Because it simplifies processing of non-BMP characters, as it restores
the property that you get one Unicode character per string index.

> What UCS-4 support are you looking for that doesn't seem to exist?

It crashes when fed non-BMP characters. In addition, it lacks a
configuration option, or any kind of documentation telling packagers
on how to build a UCS-4 Tcl/Tk.

> While Tcl is agnostic about non-BMP chars (all 2 of them ... ha ha),
> it does have correct UCS-4 support (not completely though with how
> RedHat patched it).  This has been discussed before briefly here:
> 
> https://sourceforge.net/tracker/?func=detail&aid=578030&group_id=10894&atid=
> 110894

Which of the follow-up messages do you consider reliable information
in this report? davygrvy comments appear to be irrelevant, as they
talk about Unicode 3.0, keithp likewise. Your own comment appears to
talk about possible future changes, instead of the current code.

> A Tcl_UniChar is 32-bits and TCL_UTF_MAX is 6 (normally it is 3),
> which represents the number of utf-8 bytes that are valid in sequence.

Is that current code, or future code?
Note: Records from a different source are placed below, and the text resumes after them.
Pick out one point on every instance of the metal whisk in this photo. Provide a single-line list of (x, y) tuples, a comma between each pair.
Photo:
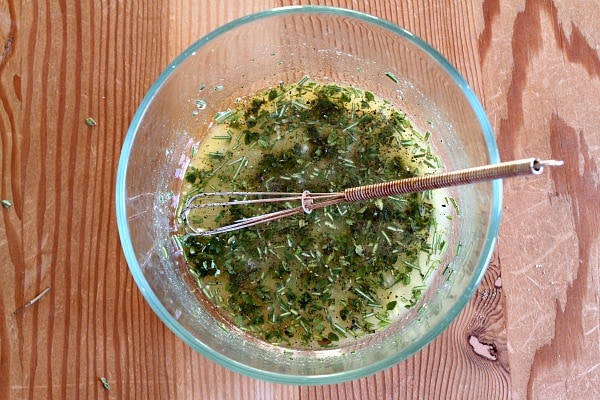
[(312, 201)]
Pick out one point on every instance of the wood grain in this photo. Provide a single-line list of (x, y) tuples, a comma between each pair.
[(530, 331)]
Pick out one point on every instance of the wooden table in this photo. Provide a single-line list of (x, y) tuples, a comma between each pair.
[(530, 331)]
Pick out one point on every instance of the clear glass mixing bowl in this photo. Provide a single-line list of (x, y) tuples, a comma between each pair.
[(260, 51)]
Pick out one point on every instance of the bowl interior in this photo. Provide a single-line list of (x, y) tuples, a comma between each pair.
[(258, 52)]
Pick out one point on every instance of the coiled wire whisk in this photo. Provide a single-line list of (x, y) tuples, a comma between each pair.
[(312, 201)]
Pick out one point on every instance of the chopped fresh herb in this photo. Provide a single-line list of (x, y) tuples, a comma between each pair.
[(391, 76), (313, 280), (105, 383)]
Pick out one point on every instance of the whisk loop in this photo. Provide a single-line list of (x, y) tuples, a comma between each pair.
[(312, 201)]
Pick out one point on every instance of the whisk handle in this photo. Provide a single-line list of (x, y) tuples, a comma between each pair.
[(441, 180)]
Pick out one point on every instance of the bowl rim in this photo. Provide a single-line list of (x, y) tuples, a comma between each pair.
[(194, 343)]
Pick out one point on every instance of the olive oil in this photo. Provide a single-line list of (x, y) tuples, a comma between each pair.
[(315, 280)]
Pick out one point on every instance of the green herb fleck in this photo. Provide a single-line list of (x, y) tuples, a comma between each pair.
[(105, 383), (391, 76)]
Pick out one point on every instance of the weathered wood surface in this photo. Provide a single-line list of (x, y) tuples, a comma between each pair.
[(531, 330)]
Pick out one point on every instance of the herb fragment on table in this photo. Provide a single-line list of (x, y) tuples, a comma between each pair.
[(105, 383), (391, 76), (33, 301)]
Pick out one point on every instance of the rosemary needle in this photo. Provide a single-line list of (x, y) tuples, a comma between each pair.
[(32, 301)]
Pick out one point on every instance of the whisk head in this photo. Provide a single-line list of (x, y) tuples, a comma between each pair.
[(307, 203)]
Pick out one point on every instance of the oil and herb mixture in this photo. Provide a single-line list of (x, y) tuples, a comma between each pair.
[(316, 279)]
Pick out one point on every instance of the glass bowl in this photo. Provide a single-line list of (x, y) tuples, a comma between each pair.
[(260, 51)]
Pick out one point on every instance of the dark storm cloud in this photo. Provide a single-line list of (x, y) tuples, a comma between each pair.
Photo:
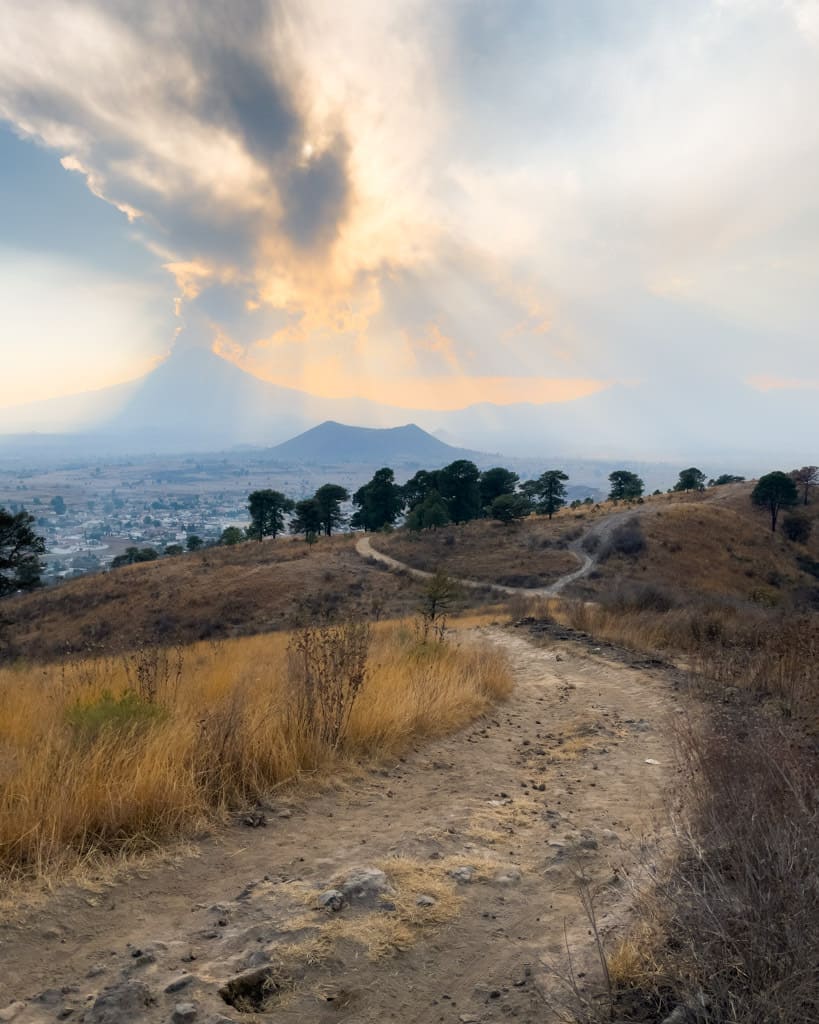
[(201, 65), (315, 198)]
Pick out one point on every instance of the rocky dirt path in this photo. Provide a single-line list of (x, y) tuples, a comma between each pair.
[(448, 879), (600, 530)]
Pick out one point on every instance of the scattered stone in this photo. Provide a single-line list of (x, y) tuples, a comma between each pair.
[(258, 958), (507, 877), (253, 990), (127, 1000), (463, 875), (179, 983), (333, 900), (367, 883), (50, 996), (183, 1013)]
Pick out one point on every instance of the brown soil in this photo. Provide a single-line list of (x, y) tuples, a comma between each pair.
[(570, 776)]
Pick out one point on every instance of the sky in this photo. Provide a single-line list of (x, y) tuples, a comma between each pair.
[(428, 204)]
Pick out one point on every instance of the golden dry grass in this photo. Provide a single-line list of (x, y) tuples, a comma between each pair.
[(114, 755)]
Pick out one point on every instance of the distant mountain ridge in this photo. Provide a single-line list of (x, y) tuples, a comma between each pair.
[(333, 443), (198, 401)]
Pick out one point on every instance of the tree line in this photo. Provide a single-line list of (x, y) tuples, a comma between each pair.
[(458, 493)]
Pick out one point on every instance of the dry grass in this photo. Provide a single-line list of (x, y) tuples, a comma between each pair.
[(96, 760), (759, 653), (217, 593), (531, 553), (732, 931)]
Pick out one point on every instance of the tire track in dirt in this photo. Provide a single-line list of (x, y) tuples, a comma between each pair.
[(570, 775)]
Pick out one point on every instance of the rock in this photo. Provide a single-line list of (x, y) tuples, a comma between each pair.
[(127, 1000), (506, 877), (179, 983), (49, 997), (368, 883), (680, 1015), (11, 1011), (333, 899), (183, 1013), (463, 875)]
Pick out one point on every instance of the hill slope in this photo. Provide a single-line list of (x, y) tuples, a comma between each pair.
[(332, 443)]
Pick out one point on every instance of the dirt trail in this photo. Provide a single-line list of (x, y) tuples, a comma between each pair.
[(480, 835), (601, 530)]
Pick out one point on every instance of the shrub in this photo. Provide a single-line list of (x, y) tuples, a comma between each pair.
[(109, 714), (328, 666), (744, 939)]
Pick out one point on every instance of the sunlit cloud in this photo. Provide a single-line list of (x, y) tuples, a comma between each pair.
[(449, 204)]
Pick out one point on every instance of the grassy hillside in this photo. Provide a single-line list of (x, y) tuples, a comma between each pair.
[(220, 592), (111, 755), (716, 544)]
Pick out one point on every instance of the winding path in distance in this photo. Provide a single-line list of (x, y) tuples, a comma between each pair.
[(601, 530)]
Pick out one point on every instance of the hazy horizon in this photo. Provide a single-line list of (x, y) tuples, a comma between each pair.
[(607, 207)]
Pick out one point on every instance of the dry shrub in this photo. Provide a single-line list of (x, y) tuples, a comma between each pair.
[(741, 904), (88, 767), (327, 670)]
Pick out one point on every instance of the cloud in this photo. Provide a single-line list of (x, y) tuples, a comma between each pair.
[(472, 192)]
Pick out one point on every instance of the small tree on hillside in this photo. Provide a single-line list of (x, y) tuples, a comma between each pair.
[(429, 513), (551, 492), (20, 548), (806, 478), (328, 499), (494, 482), (626, 486), (378, 503), (267, 510), (510, 508), (691, 479), (774, 492), (231, 536), (306, 519), (460, 487)]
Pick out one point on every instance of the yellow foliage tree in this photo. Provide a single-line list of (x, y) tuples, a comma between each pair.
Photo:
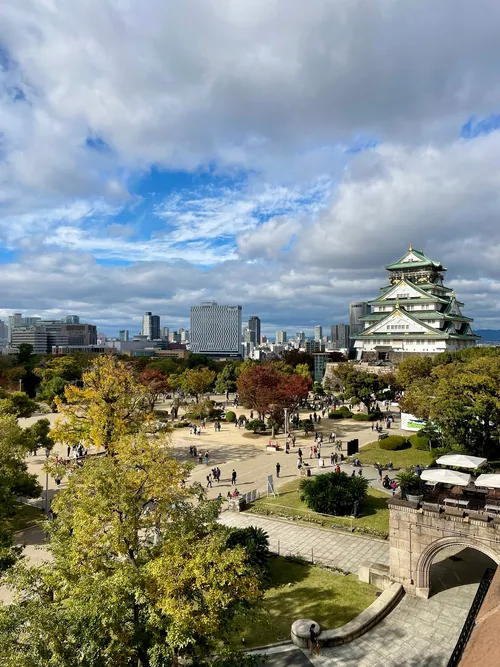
[(111, 404)]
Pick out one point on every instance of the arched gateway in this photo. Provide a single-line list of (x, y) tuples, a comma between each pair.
[(417, 536)]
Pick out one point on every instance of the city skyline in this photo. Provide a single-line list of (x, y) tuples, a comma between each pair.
[(245, 159)]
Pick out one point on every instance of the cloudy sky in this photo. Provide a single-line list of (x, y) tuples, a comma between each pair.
[(271, 153)]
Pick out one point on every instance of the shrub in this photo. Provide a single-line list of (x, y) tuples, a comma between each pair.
[(255, 425), (394, 442), (340, 414), (333, 493), (182, 424), (419, 442)]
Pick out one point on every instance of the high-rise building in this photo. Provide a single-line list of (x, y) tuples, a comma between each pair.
[(340, 335), (357, 311), (281, 337), (254, 327), (216, 330), (415, 313), (151, 326)]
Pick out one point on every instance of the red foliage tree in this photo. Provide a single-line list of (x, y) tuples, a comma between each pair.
[(268, 391), (156, 384)]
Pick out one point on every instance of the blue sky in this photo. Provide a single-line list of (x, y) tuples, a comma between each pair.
[(275, 154)]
How can I select a UCS-4 build
during configuration? In what way is the supported mechanism different
from the one that Redhat uses?

> I do realize that correct handling on non-BMP characters requires
> some more work, but that is orthogonal to this issue.  While UCS-4
> opens up more code points to allow non-BMP chars, there are very few
> in that range at this point.  

I couldn't find definitive numbers on distribution over planes, but I
found the following numbers:
- Unicode 3.0 has 49194 assigned characters
  (http://www.unicode.org/versions/Unicode3.0.html)
- Unicode 4.0 has 96248 graphic characters
  (http://www.unicode.org/versions/Unicode4.0.0/)

I don't know how many of the new assignments are in the BMP, but it
appears that there are roughly as many assigned BMP characters as
there are assigned characters outside the BMP.

> The bigger issue is that in changing the basic Tcl_UniChar size, you
> break the binary compatability rules.  RH9 is the only
> version/distro to use 32-bit Tcl_UniChar, which breaks compatability
> with extensions build on other versions/distros.

Indeed. Python has added explicit mechanisms to detect such breakage,
by renaming all API functions depending on the width of a Unicode
character. That, atleast, allows to detect the breakage at import
time (missing symbols).

> Also, while Tcl can build and works just find with 32-bit
> Tcl_UniChar, but I don't recall testing Tk when I tested Tcl.
> Checking on a rebuild now, it does appear that Tk operates just
> fine.  However, it does consume a lot more memory.

When I tested it, I found that it would break very easily. I was using
the Redhat procedure, though, so I might have made something wrong.

> I finally found the source RPMs for Tcl that RH9 uses and checked
> out there patch.  It's not even correct.  You have to modify
> tcl/generic/regcustom.h as well to account for Tcl_UniChar being
> 32-bits.  

What is the specific change that one has to make? "You have to edit
multiple files to activate a feature" is a strange way of supporting
it...

> IOW, it's very annoying to me that someone at RedHat went
> blundering around in the dark making these modifications when it is
> fairly easy to find and communicate with the core developers on the
> what, how and why of doing things correctly.

Indeed. In the specific case, they made the Tcl change to support
UCS-4 Python, when it would have been cleaner, IMO, to fix
_tkinter. Alas, they did not contact us, either.

Regards,
Martin